Poor young Edward was the deceased minor whose early death had wrecked the finest chances the Windgall family craft had ever carried.
"I suppose so," said Begg.
"I presume," said the earl, "that even if he wanted to call in his money you could arrange elsewhere?"
"With regard to the first mortgage?" asked Mr. Begg. "Certainly."
"And what about the new arrangement?" asked the earl nervously.
"Impossible, I regret to say."
"Very well," returned the earl, with a sigh. "I suppose the timber must go. If poor Edward had lived, it would all have been very different."

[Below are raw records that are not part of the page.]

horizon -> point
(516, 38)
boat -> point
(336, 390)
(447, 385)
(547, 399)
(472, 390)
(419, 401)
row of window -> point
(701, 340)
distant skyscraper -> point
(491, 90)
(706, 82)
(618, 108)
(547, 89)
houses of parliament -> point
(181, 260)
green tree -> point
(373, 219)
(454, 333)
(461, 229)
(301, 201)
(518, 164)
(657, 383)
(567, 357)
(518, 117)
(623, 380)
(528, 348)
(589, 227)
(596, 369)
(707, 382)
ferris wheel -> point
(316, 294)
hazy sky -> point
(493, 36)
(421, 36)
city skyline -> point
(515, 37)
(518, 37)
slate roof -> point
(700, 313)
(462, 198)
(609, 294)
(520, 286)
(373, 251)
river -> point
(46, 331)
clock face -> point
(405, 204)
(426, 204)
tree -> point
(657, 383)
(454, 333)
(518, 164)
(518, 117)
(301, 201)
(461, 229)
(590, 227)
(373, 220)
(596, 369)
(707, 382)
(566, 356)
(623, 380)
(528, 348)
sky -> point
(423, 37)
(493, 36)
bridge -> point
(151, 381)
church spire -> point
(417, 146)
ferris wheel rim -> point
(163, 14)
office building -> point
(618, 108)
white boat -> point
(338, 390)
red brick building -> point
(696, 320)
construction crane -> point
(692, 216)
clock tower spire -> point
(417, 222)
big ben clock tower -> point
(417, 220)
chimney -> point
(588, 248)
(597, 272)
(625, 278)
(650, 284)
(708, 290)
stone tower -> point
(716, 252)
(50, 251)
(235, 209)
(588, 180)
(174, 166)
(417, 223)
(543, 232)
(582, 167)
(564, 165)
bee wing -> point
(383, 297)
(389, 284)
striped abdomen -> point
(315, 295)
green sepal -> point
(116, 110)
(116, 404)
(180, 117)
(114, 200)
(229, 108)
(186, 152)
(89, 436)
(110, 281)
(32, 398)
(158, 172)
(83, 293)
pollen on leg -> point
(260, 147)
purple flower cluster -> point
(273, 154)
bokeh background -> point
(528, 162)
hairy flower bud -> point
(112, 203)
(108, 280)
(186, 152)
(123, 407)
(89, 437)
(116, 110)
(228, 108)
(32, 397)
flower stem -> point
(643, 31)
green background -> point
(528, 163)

Next day, when Kimberley, preposterously overdressed and thoroughly ashamed of himself, was trying to talk business in Mr. Begg's office, the Earl of Windgall was announced. There was nothing in the world that could have terrified him more. And when the father of his ideal love, Lady Ella Santerre, shook him by the hand, he could only gasp and gurgle in response. But the earl's manner gradually reassured him, and in a little time he began to plume himself in harmless trembling vanity upon sitting in the same room with a nobleman and a great lawyer.
"I am pleased to have met Mr. Kimberley," said the earl, in going; "and I trust we shall see more of each other."
Mr. Kimberley flushed, and bowed in a violent flutter.